Sista Afya Community Care builds sustainable mental wellness communities through providing affordable and culturally-centered community mental wellness care and education. The non-profit arm of the social enterprise Sista Afya Community Mental Wellness, Sista Afya Community Care provides free individual therapy, community workshops, and professional development to people in the Chicagoland area. Throughout the pandemic, Sista Afya has addressed increased traumatic stress by increasing support groups focused on anxiety, racial traumatic stress, and depression.


Teamwork Englewood is a nonprofit dedicated to improving the quality of life of the residents and stakeholders of Englewood with economic, educational, and social opportunities. Teamwork Englewood has been providing critical services for families in need, learning supports for youth in the community, workforce supports for out-of-work residents, COVID-19 information and testing centers dissemination, and census collection efforts. To date, Teamwork Englewood has serviced over 3,000 families with food support, gave over $75,000 in cash assistance to families, and has organized new supports for parents and families in the community.


Telpochcalli Community Education Project (Tcep), mobilizes youth and adults for social justice work by building individual capacity, collective power, and mutual responsibility through culturally relevant and community-directed education, leadership development, and organizing. During COVID-19, Tcep created intergenerational safe spaces to unpack and hold open conversations about anti-blackness, colorism, the protests, and building community. A series of racial healing circles with community youth and adults and organizational partners were convened as Tcep keeps engaging in solidarity everyday practices. Tcep has also been responding to the basic needs of community members including distributing food boxes to those with the greatest need and the least access.

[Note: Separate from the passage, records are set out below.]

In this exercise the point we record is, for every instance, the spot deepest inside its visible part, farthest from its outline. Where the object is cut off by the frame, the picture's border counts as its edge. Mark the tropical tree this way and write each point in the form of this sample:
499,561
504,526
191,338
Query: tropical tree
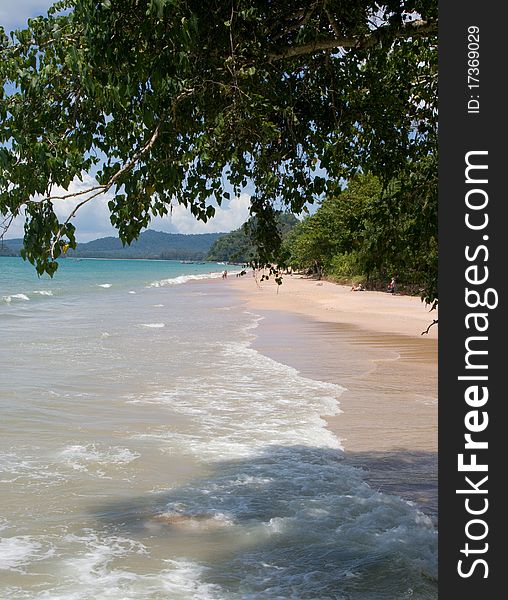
184,101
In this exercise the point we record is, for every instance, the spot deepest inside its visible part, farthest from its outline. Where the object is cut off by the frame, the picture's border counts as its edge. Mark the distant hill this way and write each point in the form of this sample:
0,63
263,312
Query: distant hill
237,245
151,244
6,250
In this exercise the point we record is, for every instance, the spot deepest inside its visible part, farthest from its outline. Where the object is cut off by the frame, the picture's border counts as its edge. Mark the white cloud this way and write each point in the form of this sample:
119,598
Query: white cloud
15,13
92,219
226,218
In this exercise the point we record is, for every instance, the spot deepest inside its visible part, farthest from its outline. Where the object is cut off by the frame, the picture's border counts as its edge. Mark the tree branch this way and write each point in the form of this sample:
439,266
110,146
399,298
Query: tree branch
434,322
102,189
417,28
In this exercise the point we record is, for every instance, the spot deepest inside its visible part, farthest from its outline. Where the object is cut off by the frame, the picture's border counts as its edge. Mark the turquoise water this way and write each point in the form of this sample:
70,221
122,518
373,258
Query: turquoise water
79,276
148,452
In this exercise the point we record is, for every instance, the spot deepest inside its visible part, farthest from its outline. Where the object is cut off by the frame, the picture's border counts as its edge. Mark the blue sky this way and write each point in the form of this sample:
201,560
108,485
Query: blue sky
92,220
14,13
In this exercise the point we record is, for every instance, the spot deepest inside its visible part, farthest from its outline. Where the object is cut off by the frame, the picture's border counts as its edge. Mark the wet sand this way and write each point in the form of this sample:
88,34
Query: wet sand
371,344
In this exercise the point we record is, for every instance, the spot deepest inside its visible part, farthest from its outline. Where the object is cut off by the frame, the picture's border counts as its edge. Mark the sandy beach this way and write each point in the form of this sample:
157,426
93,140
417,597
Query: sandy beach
371,344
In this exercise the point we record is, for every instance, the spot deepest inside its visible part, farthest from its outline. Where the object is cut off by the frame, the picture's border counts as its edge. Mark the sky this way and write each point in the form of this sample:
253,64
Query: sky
92,220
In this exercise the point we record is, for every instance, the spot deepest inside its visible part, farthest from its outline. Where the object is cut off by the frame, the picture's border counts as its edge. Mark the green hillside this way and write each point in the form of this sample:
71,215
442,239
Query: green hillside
238,245
151,244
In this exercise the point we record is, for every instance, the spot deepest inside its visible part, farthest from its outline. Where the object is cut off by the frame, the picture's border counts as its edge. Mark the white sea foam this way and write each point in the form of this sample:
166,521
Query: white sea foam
17,552
89,457
93,572
12,297
28,469
185,278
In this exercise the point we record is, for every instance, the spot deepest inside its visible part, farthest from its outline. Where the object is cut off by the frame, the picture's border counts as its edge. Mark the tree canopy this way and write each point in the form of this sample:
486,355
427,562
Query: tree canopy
239,245
184,101
363,233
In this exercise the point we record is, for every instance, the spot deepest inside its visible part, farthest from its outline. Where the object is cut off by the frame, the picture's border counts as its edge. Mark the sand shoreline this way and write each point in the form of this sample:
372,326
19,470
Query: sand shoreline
370,343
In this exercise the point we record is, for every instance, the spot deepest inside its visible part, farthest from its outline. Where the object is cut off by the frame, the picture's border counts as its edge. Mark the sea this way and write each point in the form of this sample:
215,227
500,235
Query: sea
148,451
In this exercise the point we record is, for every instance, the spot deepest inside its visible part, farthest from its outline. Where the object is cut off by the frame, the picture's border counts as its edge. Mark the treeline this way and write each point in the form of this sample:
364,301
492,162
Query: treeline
240,245
369,233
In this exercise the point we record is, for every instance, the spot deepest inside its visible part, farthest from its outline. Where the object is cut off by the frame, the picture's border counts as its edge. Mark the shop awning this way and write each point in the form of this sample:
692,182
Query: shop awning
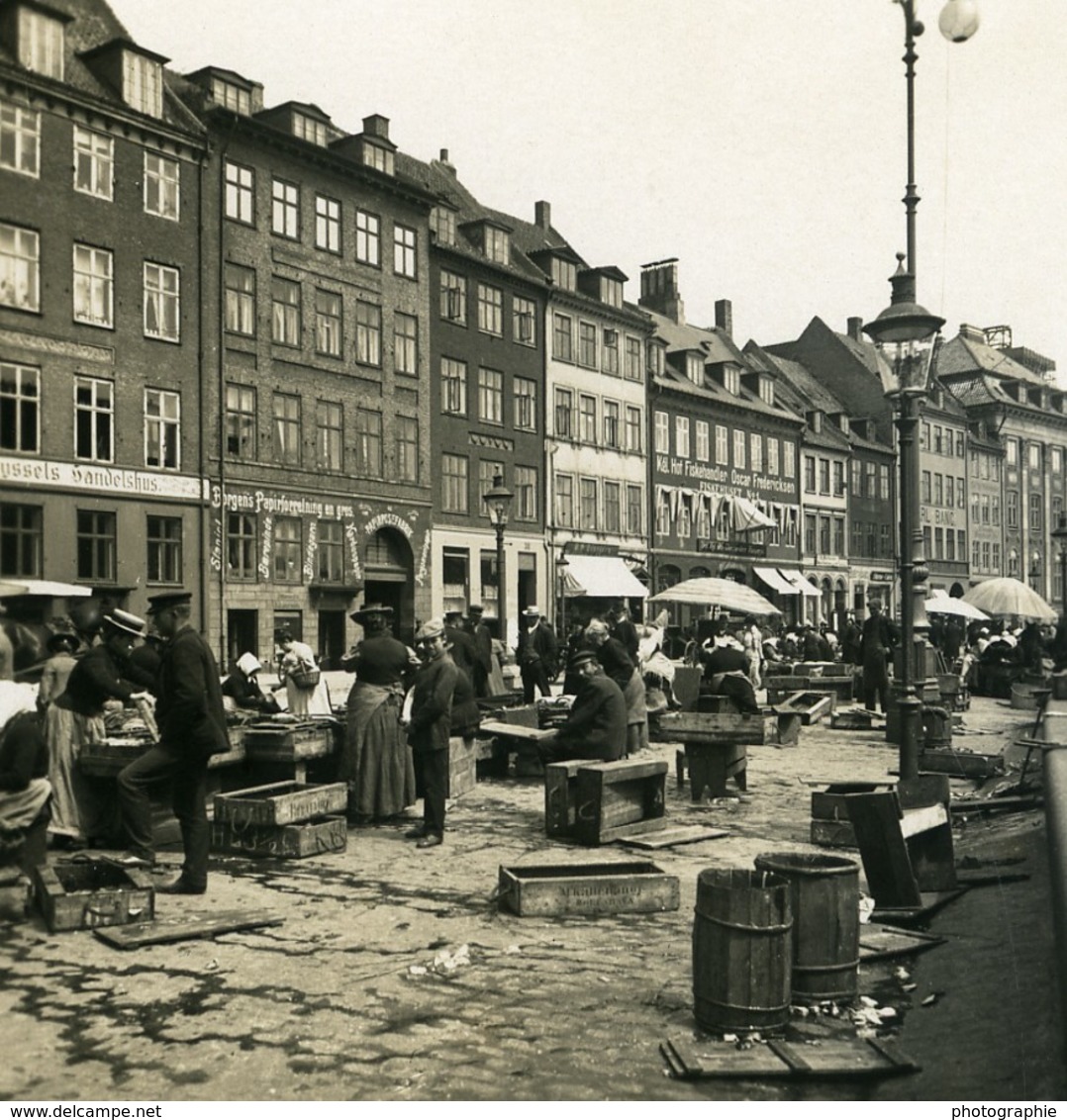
606,577
799,584
775,580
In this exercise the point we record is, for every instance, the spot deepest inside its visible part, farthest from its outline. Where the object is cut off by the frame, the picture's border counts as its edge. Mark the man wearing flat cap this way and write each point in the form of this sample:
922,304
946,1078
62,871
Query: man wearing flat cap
596,724
192,728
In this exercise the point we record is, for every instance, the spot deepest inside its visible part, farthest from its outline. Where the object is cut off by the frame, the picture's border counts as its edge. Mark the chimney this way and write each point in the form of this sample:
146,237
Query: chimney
375,126
659,289
725,316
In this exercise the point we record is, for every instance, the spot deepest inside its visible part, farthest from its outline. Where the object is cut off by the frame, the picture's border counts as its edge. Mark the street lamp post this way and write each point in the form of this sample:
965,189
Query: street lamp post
905,333
498,502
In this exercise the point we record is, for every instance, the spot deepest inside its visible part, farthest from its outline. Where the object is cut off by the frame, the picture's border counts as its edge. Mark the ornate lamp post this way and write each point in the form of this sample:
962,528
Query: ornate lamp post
905,333
498,502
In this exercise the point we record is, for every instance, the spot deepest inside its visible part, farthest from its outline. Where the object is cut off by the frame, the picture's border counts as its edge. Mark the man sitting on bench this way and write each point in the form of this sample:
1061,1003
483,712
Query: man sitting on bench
596,724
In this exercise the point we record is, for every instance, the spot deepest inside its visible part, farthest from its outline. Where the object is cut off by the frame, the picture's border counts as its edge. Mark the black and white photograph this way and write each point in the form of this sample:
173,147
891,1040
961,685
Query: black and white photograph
533,554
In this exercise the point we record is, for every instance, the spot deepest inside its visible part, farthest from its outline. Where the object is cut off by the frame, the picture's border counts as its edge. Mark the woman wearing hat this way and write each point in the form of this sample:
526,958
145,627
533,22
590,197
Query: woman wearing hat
79,812
377,761
297,656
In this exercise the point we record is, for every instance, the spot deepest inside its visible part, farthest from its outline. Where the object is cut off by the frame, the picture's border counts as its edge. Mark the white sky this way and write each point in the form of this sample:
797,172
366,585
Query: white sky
760,141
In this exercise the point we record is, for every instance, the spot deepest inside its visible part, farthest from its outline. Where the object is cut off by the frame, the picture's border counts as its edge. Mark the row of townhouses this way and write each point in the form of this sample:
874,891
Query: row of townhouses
245,352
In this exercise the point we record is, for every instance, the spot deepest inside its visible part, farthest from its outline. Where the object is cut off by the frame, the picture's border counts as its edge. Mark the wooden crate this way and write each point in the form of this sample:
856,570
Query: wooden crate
280,841
615,799
281,803
85,893
560,791
462,766
557,889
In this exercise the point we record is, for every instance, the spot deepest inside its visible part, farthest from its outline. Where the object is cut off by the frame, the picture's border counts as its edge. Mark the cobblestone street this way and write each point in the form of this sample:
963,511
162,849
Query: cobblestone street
344,999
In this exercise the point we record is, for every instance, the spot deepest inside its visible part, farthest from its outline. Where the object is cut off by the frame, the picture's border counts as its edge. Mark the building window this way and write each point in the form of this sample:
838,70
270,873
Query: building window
240,300
525,395
405,342
163,536
404,251
331,552
287,429
22,539
95,545
453,387
587,419
587,503
93,286
634,511
611,424
242,421
93,420
19,139
525,493
328,323
563,344
367,443
587,345
93,163
19,408
454,486
407,429
162,425
328,224
632,367
330,434
565,501
288,550
662,433
524,329
453,297
41,43
242,545
285,306
367,238
634,429
161,303
564,414
367,333
285,210
490,309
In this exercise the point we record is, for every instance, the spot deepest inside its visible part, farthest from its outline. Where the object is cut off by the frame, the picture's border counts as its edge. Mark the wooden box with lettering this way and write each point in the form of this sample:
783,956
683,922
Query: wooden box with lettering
90,892
280,803
280,841
572,888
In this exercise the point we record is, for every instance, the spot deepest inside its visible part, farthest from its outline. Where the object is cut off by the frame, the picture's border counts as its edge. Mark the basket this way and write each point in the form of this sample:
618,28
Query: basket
306,678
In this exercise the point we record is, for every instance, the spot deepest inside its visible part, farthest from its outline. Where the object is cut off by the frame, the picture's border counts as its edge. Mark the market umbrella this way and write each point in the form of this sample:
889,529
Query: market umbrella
940,604
1006,597
709,592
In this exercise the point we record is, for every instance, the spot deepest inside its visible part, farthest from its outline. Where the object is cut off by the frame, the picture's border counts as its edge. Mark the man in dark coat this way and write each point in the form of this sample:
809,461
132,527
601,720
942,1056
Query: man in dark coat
192,728
483,648
596,724
435,685
878,643
538,654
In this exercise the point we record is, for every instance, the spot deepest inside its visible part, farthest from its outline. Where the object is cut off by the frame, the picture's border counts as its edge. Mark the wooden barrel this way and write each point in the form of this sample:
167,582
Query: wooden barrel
824,899
742,950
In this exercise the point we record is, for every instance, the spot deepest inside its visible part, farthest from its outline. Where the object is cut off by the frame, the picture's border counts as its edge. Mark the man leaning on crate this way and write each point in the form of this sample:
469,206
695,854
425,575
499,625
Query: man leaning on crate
192,728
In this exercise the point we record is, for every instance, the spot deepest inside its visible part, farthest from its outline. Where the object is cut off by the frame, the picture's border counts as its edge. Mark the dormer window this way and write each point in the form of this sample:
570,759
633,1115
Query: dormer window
41,41
310,128
565,273
231,96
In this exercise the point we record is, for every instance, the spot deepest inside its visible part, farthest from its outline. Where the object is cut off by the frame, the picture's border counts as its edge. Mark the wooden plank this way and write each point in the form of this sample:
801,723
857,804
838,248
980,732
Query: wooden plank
185,927
668,838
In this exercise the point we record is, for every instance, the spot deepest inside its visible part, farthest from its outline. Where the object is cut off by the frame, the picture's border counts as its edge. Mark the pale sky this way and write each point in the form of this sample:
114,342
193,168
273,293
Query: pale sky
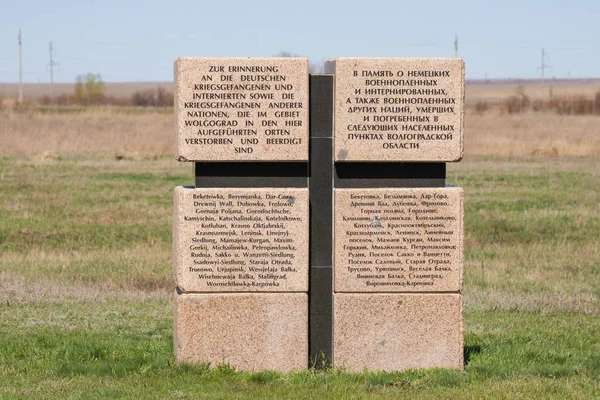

The TRiiBE is a digital media platform showcasing innovative content to reshape the narrative of Black Chicago. Their original works in journalism and documentary, alongside creative writing and video, capture the multifaceted essence of Chicago’s Black communities. As an independent, alternative news source, The TRiiBE hopes to unify Black Chicago in the common purpose to create a safer, more vibrant Chicago.


Youth Peace Center of Roseland is a nonprofit organization offering youth related workshops that mentor and teach teens the skills necessary to avoid conflict and violence. They work with the highest risk individuals and provide outreach and wraparound services for men and their families when they are most vulnerable and most likely to shoot or be shot. Throughout the pandemic, they have been providing support to highest risk individuals, including violence interruption work in the Roseland and Southside communities.